I often pick on security companies for having undifferentiated positioning. Generally speaking, security products are among the worst offenders, but I’ve met enough ‘observability’ or ‘data’ companies to know that they aren’t the only ones. Don’t be a ‘data’ company, any more than you should be a security company.

These are broad categories. If you help users and customers improve their security posture, then yes, you are broadly playing in the security space. I’m not suggesting you should re-position your security product as a developer productivity tool (although in many cases, these two goals are in fact achieved by the same product). What I am saying, though, is that you need to be very, very specific about your value proposition.

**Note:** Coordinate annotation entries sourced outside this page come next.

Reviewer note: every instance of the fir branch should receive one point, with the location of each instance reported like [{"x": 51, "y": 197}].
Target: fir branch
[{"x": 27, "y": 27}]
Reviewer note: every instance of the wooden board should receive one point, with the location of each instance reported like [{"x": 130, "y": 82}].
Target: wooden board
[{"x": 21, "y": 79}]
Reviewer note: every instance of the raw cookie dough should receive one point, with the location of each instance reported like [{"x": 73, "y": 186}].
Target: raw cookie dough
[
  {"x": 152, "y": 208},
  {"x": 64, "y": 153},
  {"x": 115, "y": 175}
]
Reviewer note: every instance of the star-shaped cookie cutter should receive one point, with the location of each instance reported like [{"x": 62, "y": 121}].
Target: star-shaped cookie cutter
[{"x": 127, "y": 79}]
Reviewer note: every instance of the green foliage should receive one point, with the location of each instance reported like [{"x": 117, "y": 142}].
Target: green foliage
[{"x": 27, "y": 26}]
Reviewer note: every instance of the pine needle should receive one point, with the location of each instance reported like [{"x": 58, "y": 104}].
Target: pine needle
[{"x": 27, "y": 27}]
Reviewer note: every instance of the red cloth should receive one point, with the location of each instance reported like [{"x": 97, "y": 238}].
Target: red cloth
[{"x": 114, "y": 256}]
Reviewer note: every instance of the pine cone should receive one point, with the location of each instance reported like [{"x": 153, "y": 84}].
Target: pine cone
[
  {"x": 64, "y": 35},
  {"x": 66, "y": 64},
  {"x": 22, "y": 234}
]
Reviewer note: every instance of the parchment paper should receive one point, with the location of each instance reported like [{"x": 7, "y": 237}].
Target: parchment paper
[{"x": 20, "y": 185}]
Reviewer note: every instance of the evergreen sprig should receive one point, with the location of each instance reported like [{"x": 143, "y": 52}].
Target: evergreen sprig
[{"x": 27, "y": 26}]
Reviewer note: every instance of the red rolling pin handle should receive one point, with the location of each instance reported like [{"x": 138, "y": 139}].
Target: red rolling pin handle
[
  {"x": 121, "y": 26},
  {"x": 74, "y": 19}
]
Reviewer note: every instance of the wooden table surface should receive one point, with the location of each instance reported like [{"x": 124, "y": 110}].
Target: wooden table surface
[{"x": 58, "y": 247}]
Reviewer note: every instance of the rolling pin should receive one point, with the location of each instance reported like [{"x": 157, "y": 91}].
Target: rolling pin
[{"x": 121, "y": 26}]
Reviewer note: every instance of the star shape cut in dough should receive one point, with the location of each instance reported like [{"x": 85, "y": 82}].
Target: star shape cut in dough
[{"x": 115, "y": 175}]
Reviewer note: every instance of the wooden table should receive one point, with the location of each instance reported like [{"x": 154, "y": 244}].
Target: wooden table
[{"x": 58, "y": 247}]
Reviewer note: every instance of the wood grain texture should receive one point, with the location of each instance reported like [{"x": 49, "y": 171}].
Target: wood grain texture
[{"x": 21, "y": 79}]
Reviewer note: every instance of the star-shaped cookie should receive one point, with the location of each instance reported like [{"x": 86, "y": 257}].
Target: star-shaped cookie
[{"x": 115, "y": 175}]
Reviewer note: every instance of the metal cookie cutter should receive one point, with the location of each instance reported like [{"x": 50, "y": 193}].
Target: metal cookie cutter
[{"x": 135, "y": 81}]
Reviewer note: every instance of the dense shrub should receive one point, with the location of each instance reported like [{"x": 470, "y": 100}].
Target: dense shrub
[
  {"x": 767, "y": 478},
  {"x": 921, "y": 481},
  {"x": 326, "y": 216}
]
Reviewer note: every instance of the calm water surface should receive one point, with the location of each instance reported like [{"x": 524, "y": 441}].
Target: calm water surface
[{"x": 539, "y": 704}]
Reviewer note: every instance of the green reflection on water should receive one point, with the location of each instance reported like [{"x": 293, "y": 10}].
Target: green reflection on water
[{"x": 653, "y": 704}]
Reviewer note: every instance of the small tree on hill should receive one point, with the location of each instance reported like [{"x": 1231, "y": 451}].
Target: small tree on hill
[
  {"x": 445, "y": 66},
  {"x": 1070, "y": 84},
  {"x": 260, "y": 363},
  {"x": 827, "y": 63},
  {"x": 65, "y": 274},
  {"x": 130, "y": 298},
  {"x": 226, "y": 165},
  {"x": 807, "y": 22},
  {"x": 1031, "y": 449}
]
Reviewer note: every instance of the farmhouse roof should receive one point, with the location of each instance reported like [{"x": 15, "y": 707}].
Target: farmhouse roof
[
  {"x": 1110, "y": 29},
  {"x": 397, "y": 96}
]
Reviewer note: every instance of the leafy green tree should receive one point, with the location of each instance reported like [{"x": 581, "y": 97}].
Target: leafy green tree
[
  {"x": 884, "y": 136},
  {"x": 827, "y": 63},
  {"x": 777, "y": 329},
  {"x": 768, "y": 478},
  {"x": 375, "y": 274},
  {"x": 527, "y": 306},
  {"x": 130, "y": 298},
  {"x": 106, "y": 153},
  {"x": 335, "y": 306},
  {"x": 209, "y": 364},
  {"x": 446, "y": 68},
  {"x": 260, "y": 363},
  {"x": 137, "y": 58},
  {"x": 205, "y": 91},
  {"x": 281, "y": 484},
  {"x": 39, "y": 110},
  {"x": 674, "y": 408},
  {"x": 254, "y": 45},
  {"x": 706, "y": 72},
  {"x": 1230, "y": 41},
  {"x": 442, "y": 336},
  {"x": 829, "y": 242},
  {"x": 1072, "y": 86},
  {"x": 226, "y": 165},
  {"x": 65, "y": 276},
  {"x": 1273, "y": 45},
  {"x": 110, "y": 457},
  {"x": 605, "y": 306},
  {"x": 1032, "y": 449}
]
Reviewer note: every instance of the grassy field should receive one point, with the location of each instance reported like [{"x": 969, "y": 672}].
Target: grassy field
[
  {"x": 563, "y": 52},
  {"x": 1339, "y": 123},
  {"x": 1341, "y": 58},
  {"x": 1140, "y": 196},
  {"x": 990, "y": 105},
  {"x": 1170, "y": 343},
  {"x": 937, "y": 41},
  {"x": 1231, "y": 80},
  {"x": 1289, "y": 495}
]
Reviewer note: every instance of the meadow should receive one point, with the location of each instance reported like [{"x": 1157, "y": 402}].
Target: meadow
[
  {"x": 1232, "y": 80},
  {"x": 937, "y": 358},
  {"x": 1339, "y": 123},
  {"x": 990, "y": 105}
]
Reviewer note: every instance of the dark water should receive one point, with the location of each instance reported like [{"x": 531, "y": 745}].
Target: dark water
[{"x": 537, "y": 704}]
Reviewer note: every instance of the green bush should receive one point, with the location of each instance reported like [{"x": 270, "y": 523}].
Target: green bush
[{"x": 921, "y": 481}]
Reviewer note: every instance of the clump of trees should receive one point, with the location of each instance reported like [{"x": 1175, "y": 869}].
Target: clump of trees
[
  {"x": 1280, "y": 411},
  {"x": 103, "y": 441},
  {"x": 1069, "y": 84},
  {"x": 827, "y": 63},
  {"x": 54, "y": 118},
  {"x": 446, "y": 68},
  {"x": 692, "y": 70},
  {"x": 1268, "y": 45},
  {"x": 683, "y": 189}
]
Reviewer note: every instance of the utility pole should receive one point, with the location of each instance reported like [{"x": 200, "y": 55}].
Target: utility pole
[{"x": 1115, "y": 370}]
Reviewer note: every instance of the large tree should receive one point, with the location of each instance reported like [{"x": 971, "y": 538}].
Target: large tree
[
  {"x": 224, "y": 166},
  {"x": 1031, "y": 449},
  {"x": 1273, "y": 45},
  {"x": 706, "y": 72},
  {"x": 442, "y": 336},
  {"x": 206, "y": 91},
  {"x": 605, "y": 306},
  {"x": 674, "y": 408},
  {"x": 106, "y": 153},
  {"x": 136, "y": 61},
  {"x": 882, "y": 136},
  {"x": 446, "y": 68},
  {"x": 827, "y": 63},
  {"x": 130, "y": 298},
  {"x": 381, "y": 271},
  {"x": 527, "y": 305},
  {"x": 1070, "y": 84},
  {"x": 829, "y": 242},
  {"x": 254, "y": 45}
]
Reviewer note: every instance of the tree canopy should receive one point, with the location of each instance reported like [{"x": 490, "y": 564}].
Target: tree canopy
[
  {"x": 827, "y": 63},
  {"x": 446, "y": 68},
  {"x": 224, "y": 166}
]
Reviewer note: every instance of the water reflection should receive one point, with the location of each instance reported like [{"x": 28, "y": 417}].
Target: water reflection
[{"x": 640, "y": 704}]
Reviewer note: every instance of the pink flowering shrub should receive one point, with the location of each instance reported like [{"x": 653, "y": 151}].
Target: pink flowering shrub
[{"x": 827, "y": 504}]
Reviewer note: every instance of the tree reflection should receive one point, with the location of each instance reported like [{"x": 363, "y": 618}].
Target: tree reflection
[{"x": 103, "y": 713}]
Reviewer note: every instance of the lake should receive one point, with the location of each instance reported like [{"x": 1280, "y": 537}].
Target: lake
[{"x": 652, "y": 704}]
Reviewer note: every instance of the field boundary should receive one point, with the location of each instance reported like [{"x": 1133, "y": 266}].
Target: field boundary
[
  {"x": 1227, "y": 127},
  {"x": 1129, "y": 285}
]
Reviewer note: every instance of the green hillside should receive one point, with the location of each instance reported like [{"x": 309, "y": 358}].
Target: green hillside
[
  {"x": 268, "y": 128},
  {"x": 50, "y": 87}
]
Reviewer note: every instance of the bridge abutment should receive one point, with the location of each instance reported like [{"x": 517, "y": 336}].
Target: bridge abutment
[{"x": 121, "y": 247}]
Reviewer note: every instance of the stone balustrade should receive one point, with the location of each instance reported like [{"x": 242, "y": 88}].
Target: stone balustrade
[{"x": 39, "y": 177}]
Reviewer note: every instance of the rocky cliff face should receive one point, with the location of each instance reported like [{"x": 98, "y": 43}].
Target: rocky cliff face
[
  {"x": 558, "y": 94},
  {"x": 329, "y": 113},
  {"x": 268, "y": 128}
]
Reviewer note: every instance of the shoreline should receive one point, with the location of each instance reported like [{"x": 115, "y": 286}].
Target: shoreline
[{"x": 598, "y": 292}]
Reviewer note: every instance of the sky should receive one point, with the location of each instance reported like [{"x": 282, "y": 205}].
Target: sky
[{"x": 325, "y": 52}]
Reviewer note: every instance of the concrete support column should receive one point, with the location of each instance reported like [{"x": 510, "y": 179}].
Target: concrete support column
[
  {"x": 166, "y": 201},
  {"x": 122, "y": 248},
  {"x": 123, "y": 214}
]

When we talk about positioning and re-positioning products, we can be talking about completely changing positioning (that would be going from a security product to a productivity product) or simply improving and refining positioning, by which I mean getting more specific about which parts of the problem you intend to address, but not fundamentally changing the problem you’re addressing. Both are extremely valuable, but in my experience it’s the specificity that companies struggle with most. Even if you were to change your positioning from a security tool to a productivity tool, for example, the next step would be to get really specific about which part of the productivity puzzle you intend to solve. Because calling yourself a productivity tool is just as vague and ultimately meaningless as calling yourself a security tool.

Back to my beef with security products. I suspect we actually need more, not less, security products. But we need fewer companies calling themselves ‘cloud native security’ or ‘Kubernetes security’ and then expecting everyone to get it. Security is very complicated, involving everything from password hygiene to locking doors to post-incident forensics. No tool or platform or framework will ever accomplish it all, and security pros (as well as reasonably savvy engineers of any stripe) understand that. Calling yourself a security platform just comes off as confusing — and ultimately makes the company sound naive about how complex security is.

So the bottom line: be specific in your positioning. Be an open source software supply chain vulnerability scanner, or a software bill of materials compliance tool, or AI-powered incident remediation; don’t settle for a generic ‘cloud security’ position.